まづは神なる夫の思ひを心耳に聞き 言の葉に書き止め
つぎには妻なる人の思ひを聲にして 神前の闇に呼びかける
いつしかこの身はおのづから男うたになり 女うたになつていつた
「男になる」「女になる」ではなく「男うた」「女うた」になる。それは「ことば」である。しかし、この「ことば」は、もう一度、変身する。いや、さらにもう一度。またもう一度。
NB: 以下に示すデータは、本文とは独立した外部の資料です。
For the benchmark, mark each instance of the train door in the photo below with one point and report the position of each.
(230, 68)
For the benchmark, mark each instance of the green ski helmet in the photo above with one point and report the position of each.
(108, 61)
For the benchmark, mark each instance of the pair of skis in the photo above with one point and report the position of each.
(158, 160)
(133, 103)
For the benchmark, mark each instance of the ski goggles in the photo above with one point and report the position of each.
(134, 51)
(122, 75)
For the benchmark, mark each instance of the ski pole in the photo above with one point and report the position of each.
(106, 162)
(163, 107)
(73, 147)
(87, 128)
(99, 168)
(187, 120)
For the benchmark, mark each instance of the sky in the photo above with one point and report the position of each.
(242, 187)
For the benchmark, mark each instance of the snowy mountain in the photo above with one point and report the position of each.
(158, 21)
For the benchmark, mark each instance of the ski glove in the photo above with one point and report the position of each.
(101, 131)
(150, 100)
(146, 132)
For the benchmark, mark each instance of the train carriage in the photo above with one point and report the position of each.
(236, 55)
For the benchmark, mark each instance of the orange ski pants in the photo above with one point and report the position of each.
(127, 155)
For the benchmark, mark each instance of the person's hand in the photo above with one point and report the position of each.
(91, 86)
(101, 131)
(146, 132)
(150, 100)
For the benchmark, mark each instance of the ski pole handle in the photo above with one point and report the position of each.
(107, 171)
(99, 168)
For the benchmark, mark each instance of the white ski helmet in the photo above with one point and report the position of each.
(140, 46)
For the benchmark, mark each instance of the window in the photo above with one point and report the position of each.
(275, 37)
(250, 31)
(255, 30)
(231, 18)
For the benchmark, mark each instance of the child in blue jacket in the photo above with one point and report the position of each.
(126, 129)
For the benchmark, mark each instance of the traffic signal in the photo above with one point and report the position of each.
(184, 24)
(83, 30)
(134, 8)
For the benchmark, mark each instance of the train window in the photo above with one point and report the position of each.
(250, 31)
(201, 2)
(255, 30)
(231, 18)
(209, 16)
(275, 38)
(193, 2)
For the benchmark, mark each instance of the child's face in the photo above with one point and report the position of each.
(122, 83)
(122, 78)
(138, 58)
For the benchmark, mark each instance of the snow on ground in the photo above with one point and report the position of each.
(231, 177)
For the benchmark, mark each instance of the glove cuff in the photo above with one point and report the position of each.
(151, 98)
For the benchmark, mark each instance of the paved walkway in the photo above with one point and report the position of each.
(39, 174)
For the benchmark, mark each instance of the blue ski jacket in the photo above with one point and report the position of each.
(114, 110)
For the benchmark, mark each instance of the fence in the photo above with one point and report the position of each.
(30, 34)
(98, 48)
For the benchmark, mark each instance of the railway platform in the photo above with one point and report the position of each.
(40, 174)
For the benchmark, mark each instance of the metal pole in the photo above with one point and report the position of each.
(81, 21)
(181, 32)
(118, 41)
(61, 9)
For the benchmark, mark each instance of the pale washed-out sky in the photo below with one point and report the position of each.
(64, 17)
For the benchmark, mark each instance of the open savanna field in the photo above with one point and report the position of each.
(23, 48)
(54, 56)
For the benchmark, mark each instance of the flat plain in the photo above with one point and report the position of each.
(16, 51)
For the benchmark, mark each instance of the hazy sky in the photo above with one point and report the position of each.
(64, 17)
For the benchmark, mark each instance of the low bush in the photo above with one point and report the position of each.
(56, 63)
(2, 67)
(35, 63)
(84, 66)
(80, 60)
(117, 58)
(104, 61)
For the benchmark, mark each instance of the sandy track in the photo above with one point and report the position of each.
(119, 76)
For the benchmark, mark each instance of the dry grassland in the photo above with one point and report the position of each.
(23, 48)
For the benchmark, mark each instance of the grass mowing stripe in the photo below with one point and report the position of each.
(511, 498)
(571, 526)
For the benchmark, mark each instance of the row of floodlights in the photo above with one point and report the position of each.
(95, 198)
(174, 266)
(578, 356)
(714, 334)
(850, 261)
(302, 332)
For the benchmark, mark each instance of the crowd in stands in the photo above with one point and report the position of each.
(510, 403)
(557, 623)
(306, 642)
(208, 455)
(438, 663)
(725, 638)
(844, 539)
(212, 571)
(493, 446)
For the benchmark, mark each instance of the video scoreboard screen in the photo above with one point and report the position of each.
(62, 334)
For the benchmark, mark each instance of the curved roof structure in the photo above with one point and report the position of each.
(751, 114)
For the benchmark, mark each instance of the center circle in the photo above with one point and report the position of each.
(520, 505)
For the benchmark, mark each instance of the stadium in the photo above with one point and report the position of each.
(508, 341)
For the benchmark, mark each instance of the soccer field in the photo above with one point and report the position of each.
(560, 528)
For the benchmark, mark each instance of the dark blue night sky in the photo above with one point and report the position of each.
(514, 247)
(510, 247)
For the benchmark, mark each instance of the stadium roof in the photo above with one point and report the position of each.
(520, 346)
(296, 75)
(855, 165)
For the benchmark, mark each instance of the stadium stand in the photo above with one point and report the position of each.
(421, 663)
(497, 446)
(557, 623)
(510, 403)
歌を詠むわたくしは 詠むごとにわたくしを脱いで透きとほり
つひに残つたのは歌のうつは たとへていふなら一管の篠笛
吹き込まれる息もわたくしならず 宙宇にただよふ霊の息
「うた」は「歌のうつは」に、そして「一管の篠笛」に。そのとき「うた」は「篠笛」のための「息」になり、「息」になった瞬間「わたくし」は「霊」になる。
それは、どれも仮の名前に過ぎない。
そこには「歌う」という動詞だけがあり、「動詞」はそのときそのときに応じて「名詞(主語)」を引き寄せる、あるいは誕生させる。「この身」は同時に「うつわ」にすぎないが、「うつわ」は「この身」を永遠の「遊び」へと招いている。「遊び」のなかに「宙宇/宇宙」がある。
この「遊び」としての「宙宇」を高橋は「エクスタシー(わたくしという境を超え出た存在)」と呼び、まだ「自由」と呼んでいる。